Unfortunately, this winter, due to a variety of factors, including the war in Ukraine, natural gas market prices skyrocketed and the $0.99 per therm cap was shattered. If you look at your bills through March, just as we have looked at ours, you’ll see that you were only charged $0.99 per therm throughout the winter. However, the County paid $1.03 per therm in December of 2022, $3.30 per therm in January of this year, and $1.15 per therm in February. As a result, the County expended more than $7 million from January to March to cover this unprecedented increase in market costs for natural gas. The County, in other words, covered us temporarily—it insulated all of us from the shock. But by charter, this money now must be recovered from our customers.
The new formula proposed by the BPU and adopted by the Council has three terms in it to recoup those costs over a two-year period and to account for the increased level and volatility of natural gas prices. First, the fixed-price cost per therm remains at $0.25. Second, there is now a $0.44 charge per therm to recover the expenses the Department of Public Utilities (DPU) paid out this winter when natural gas prices surged past the $0.99 per therm cap. Third, we made two adjustments to the variable price charged per therm. We still compute the price based on the San Juan price index, but we added two caveats. We raised the cap to $4.00 per therm. This cap functions just as the previous cap at $0.99 per therm did: if the San Juan index comes in at less than $4 per therm, then you are charged the full amount. If it exceeds the cap, then you will be charged $4.00 per therm while the DPU picks up the excess costs, which it will have to recoup in the future. The variable charge also has a compensatory floor price of $0.11 per therm, which means that you will always be charged at least $0.11 per therm. This price sets a non-zero floor for the compensatory charge, which is required by charter. You might ask where the value of $0.11 per therm comes from. It turns out that $0.11 per therm is the lowest value of the variable rate cost in DPU’s history. Finally, there is a service charge that is added irrespective of usage. For a single-family home, that charge is $10.26 per month.

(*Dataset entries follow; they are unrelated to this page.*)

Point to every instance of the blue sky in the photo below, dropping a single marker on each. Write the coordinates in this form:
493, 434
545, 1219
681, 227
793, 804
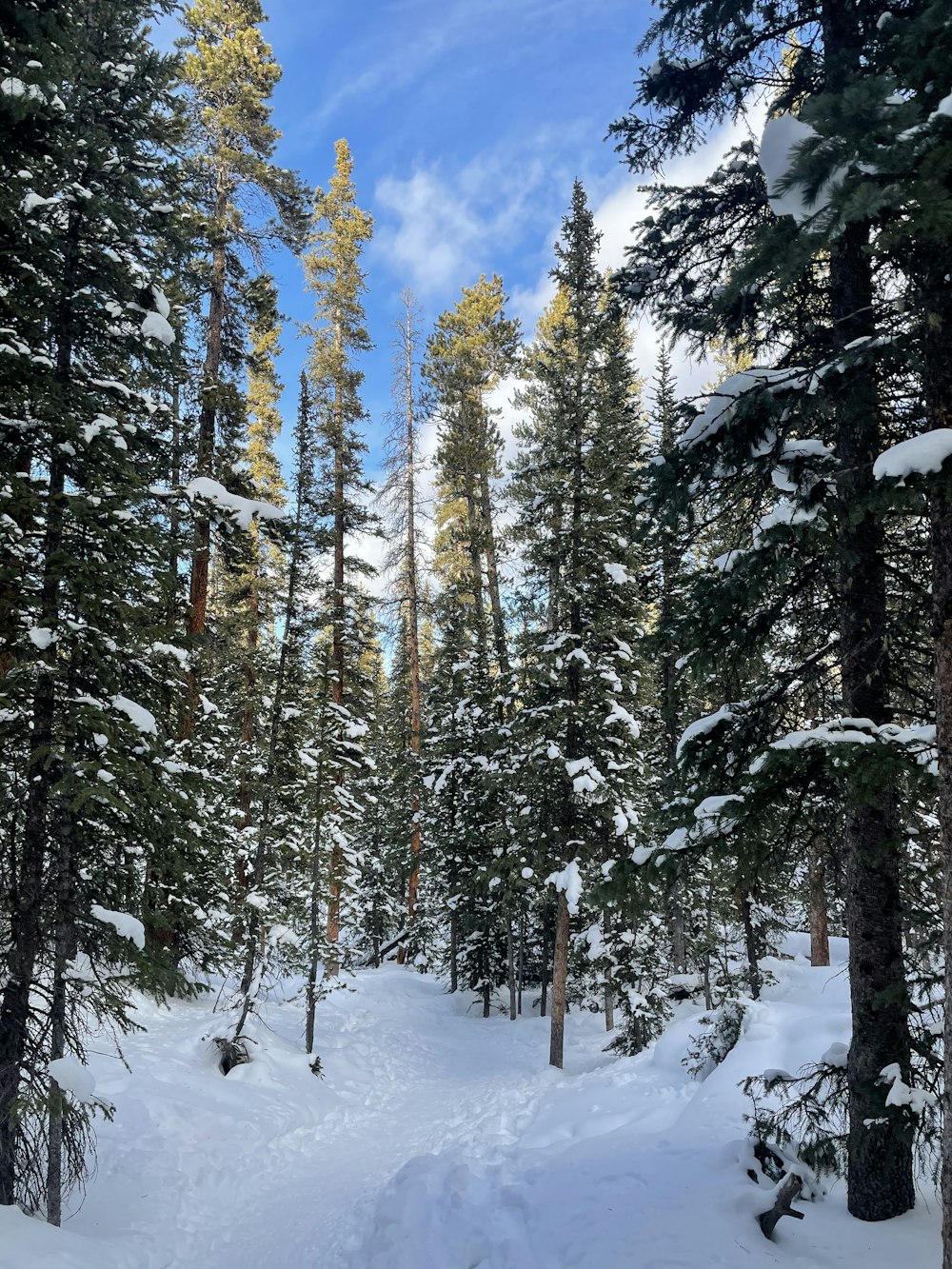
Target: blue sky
468, 121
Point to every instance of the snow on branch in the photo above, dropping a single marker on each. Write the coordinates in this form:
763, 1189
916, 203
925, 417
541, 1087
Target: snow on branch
243, 510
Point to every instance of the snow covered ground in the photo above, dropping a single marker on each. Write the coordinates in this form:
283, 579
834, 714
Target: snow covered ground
440, 1140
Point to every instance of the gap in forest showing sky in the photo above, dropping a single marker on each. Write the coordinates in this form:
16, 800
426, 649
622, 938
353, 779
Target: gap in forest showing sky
467, 121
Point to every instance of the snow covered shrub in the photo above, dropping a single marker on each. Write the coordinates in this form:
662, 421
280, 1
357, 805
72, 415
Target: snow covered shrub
710, 1047
807, 1112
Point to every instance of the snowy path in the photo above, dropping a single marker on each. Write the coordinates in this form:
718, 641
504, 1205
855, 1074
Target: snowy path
440, 1140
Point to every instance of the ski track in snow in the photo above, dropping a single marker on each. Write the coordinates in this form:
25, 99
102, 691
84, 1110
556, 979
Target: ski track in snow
440, 1140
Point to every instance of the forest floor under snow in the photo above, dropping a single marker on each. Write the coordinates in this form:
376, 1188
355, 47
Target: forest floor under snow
438, 1140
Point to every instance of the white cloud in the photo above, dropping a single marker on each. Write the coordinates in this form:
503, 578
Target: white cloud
616, 214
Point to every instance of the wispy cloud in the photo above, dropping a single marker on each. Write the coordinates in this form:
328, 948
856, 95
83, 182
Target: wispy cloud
419, 34
441, 228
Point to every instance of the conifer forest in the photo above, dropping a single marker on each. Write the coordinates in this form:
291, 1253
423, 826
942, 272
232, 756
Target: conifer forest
502, 820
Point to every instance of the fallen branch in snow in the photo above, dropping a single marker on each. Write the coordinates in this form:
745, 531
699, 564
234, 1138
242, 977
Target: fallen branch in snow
385, 951
784, 1195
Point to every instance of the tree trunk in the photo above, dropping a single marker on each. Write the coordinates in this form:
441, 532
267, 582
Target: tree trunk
749, 942
413, 622
337, 858
493, 575
608, 991
26, 932
880, 1150
937, 386
819, 922
521, 970
510, 959
879, 1146
453, 945
560, 978
64, 945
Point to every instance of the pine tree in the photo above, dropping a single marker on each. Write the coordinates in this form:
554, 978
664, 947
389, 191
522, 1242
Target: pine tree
339, 335
230, 73
403, 490
577, 484
87, 686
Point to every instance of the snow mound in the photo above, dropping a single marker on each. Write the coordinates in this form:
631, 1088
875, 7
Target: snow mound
921, 456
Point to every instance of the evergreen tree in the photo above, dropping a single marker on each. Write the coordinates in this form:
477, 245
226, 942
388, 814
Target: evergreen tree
577, 484
334, 274
87, 690
230, 73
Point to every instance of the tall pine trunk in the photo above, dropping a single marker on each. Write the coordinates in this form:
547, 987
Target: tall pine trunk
413, 620
937, 389
337, 860
819, 914
560, 978
205, 454
26, 929
880, 1149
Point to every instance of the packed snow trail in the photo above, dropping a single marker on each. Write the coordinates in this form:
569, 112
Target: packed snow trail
441, 1140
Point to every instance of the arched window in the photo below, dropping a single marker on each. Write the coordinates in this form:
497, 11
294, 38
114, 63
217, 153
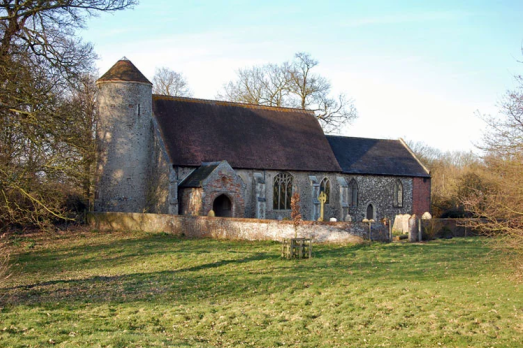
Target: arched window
325, 186
370, 212
398, 194
282, 191
353, 194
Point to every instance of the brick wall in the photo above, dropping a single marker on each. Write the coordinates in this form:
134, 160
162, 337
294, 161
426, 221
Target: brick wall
420, 195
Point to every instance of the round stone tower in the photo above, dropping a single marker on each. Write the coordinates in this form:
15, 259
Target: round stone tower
124, 134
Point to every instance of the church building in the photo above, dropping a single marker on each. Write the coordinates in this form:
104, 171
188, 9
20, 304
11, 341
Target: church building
176, 155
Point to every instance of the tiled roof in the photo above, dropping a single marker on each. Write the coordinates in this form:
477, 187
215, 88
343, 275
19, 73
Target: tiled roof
247, 136
375, 156
196, 178
124, 70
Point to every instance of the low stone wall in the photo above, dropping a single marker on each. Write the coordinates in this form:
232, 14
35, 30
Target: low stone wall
237, 228
447, 228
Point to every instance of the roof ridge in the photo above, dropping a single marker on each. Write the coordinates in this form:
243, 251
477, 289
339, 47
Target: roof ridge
231, 103
346, 136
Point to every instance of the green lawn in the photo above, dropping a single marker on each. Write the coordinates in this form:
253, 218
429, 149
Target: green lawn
141, 290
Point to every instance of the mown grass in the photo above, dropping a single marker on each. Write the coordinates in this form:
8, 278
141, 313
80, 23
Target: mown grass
141, 290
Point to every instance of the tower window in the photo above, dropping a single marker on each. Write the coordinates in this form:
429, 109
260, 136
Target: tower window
353, 194
282, 191
325, 187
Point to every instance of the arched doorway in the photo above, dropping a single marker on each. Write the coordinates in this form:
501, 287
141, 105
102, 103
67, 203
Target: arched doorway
222, 206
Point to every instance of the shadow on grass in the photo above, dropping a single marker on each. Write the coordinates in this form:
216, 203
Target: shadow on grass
253, 273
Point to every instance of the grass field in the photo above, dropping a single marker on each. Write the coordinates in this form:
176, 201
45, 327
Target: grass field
93, 289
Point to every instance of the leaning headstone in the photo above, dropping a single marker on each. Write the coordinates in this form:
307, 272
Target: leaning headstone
401, 223
413, 228
426, 216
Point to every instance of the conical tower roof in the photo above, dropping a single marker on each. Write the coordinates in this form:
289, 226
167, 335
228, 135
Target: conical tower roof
124, 70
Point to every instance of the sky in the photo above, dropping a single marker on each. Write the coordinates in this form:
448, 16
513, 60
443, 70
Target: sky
419, 70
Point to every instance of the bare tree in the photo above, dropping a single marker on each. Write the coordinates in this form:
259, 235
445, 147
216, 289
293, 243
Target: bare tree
295, 85
499, 201
169, 82
46, 105
452, 173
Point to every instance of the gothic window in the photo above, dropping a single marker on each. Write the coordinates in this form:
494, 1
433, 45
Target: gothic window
282, 191
325, 187
398, 194
353, 194
370, 212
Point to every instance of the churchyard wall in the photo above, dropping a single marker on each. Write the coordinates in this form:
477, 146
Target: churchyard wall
236, 228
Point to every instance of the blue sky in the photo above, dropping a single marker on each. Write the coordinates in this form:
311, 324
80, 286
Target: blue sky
419, 70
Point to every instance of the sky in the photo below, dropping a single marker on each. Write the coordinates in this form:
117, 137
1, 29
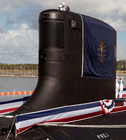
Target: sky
19, 25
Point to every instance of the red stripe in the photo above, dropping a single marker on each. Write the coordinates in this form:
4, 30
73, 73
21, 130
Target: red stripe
123, 108
124, 95
77, 118
8, 110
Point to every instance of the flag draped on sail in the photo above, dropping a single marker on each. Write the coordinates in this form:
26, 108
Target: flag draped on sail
97, 49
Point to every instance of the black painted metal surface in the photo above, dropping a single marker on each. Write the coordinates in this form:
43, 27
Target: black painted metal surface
60, 82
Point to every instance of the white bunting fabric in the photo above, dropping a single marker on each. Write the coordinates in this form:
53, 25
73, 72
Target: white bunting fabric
67, 114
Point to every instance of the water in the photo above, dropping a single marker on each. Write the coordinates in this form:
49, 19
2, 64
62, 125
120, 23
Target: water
11, 84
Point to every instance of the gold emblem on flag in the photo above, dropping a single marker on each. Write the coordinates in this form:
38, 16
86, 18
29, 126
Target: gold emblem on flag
101, 51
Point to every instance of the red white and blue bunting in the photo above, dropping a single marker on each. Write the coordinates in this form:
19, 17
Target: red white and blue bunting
67, 114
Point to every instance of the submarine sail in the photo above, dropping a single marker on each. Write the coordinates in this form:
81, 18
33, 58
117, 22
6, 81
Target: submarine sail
77, 61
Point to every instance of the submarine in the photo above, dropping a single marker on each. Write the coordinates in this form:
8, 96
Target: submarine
75, 94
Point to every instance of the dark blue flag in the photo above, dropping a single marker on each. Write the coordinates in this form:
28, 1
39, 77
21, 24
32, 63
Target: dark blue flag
97, 50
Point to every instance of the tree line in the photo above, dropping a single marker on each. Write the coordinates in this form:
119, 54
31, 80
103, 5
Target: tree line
4, 65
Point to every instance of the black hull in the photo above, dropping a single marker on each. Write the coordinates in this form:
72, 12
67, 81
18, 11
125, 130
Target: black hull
61, 81
109, 127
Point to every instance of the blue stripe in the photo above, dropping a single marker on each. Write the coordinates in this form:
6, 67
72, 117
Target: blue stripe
14, 101
54, 111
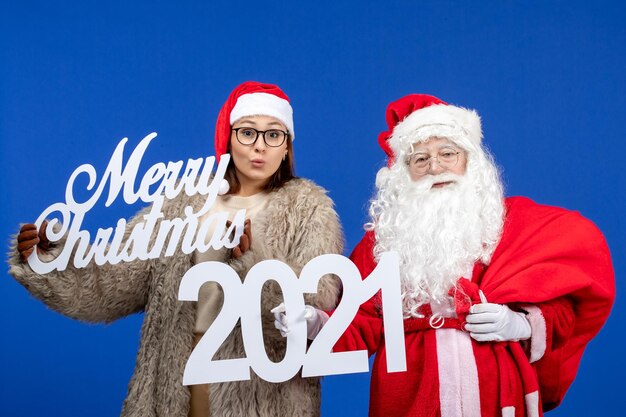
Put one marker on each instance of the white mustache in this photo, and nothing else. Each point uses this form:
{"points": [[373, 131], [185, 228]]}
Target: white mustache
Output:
{"points": [[427, 182]]}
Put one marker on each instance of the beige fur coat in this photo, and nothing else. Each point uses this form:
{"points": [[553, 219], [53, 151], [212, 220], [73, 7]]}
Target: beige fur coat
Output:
{"points": [[298, 224]]}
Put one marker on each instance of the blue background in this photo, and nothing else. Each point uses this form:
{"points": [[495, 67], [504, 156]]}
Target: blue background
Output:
{"points": [[548, 79]]}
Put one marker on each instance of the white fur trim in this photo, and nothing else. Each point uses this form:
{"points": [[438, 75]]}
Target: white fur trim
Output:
{"points": [[532, 404], [264, 104], [455, 123], [459, 394], [538, 338]]}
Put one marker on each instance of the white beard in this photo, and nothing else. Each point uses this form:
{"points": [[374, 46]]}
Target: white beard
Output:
{"points": [[439, 233]]}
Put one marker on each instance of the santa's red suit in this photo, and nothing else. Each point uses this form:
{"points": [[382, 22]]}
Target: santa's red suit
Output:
{"points": [[551, 263]]}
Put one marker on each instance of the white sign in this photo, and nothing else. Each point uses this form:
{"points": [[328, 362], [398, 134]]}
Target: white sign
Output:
{"points": [[161, 181], [242, 299]]}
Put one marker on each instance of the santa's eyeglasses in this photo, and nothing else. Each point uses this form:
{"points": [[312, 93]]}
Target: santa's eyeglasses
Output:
{"points": [[445, 158]]}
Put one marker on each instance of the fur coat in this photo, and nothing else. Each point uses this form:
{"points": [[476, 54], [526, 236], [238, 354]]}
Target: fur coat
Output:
{"points": [[298, 224]]}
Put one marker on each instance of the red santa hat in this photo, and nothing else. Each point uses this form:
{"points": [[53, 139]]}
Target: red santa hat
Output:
{"points": [[418, 117], [251, 99]]}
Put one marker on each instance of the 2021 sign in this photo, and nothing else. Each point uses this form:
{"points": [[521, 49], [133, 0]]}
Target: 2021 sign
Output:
{"points": [[319, 359]]}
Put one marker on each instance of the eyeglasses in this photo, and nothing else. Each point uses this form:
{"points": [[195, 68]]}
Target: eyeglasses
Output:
{"points": [[446, 158], [248, 135]]}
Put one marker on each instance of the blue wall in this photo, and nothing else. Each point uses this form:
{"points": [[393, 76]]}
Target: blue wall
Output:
{"points": [[548, 79]]}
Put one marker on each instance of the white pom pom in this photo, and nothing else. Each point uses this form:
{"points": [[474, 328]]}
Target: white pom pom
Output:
{"points": [[224, 187], [382, 176]]}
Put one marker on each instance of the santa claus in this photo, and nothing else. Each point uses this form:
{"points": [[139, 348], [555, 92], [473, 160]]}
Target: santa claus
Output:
{"points": [[500, 296]]}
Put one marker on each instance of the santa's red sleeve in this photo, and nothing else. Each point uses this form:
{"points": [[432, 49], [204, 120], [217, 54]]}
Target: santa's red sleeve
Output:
{"points": [[558, 262], [366, 330]]}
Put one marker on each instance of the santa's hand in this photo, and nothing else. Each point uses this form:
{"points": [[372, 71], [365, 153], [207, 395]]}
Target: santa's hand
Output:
{"points": [[29, 237], [488, 322], [315, 320]]}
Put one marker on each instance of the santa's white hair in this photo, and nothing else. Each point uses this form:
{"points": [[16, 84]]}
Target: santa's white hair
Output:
{"points": [[439, 233]]}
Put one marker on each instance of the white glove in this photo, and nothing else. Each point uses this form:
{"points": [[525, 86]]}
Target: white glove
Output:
{"points": [[489, 322], [315, 320]]}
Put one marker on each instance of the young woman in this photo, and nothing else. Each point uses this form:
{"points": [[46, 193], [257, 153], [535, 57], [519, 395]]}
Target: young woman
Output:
{"points": [[288, 218]]}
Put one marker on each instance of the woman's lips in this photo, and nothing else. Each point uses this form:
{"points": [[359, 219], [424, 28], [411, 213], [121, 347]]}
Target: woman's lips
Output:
{"points": [[257, 163]]}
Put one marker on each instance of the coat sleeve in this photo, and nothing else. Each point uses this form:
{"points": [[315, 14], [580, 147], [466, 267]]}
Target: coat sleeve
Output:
{"points": [[366, 330], [301, 226], [95, 293]]}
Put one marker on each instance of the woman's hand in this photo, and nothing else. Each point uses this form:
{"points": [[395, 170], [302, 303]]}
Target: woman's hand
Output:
{"points": [[245, 241], [29, 237]]}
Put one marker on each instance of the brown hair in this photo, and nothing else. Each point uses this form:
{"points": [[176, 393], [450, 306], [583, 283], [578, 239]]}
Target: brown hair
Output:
{"points": [[283, 174]]}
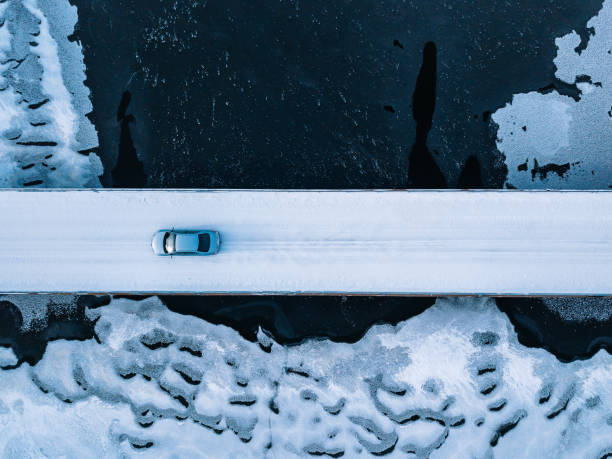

As an example, suppose that your monthly usage of gas is 100 therms and that the San Juan index is $3.00 per therm; then you will be charged $(0.25+0.44+3.00)×100 + $10.26 = $379.26. This is a hefty bill that is driven mostly, as you can see, by the high market price of natural gas.
Why raise the cap? The single biggest reason is the simplest: natural gas is getting more expensive. It is both necessary and fair that the increase in price be passed on to the consumer in such a way that heavy consumers of gas pay amounts that accurately reflect the cost of that usage. Having an unnaturally low cap effectively amounts to having consumers who use less natural gas subsidize those who use more because the recovery mechanism applies equally to all customers for the next two years, not just those who happened to use a lot of gas this winter.
Following that logic, you might ask, why not remove the cap altogether? This, in fact, was one of the proposals that the DPU brought to the BPU initially, and for good reasons. However, during the debate on this proposal, we came to the provisional conclusion that this was too large a change and that we could go most of the way towards meeting the DPU’s objectives by quadrupling the cap from $0.99 to $4.00 per therm, while still preserving some safety valve on the price. A second benefit of raising the rate cap is that accurately reflecting the increased costs of natural gas in charges to customers should incentivize both the conservation of natural gas and the search for alternatives to gas heating. This is in line with the BPU’s objectives of becoming natural-gas free by 2070.
Time will tell if our compromise will work. If it doesn’t, we will likely have to revisit this issue in a year or two.